# Decision Theory 1

Today we’ll start looking at a branch of math called Decision Theory. It uses the types of things in probability and statistics that we’ve been looking at to make rational decisions. In fact, in the social sciences when bias/rationality experiments are done, seeing how closely people make decisions to these optimal decisions is the base line definition of rationality.

Today’s post will just take the easiest possible scenarios to explain the terms. I think most of this stuff is really intuitive, but all the textbooks and notes I’ve looked at make this way more complicated and confusing. This basically comes from doing too much too fast and not working basic examples.

Let’s go back to our original problem which is probably getting old by now. We have a fair coin. It gets flipped. I have to bet on either heads or tails.
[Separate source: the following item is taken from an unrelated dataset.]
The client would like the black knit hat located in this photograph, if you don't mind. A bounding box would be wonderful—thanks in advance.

If I guess wrong, then I lose the money I bet. If I guess right, then I double my money. The coin will be flipped 100 times. How should I bet?

Let’s work a few things out. A decision function is a function from the space of random variables ${X}$ (technically we can let ${X}$ be any probability space) to the set of possible actions. Let’s call ${A=\{0,1\}}$ our set of actions where ${0}$ corresponds to choosing tails and ${1}$ corresponds to heads. Our decision function is a function that assigns to each flip a choice of picking heads or tails, ${\delta: X \rightarrow A}$. Note that in this example ${X}$ is also just a discrete space corresponding to the 100 flips of the coin.

We now define a loss function, ${L:X\times A \rightarrow \mathbb{R}}$. To make things easy, suppose we bet 1 cent every time. Then our loss is ${1}$ cent every time we guess wrong and ${-2}$ cents if we guess right. Because of the awkwardness of thinking in terms of loss (i.e. a negative loss is a gain) we will just invert it and use a utility function in this case which measures gains. Thus ${U=-1}$ when we guess wrong and ${U=2}$ when we guess right. Notationally, suppose ${F: X\rightarrow A}$ is the function that tells us the outcome of each flip. Explicitly,

$\displaystyle U(x_i, \delta(x_i)) = \begin{cases} -1 \ \text{if} \ F(x_i) \neq \delta(x_i) \\ 2 \ \text{if} \ F(x_i) = \delta(x_i) \end{cases}$

The last thing we need is the risk involved. The risk is just the expected value of the loss function (or the negative of the expected value of the utility). Suppose our decision function is to pick ${0}$ every time. Then our expected utility is just ${100(1/2(-1)+1/2(2))=50}$. This makes sense, because half the time we expect to lose and half we expect to win. But we double our money on a win, so we expect a net gain. Thus our risk is ${-50}$, i.e. there is no risk involved in playing this way!
This is a weird example, because in the real world we have to make our risk function up and it does not usually have negative expected value, i.e. there is almost always real risk in a decision. Also, our typical risk will still be a function. It is only because everything is discrete that some concepts have been combined which will need to be pulled apart later.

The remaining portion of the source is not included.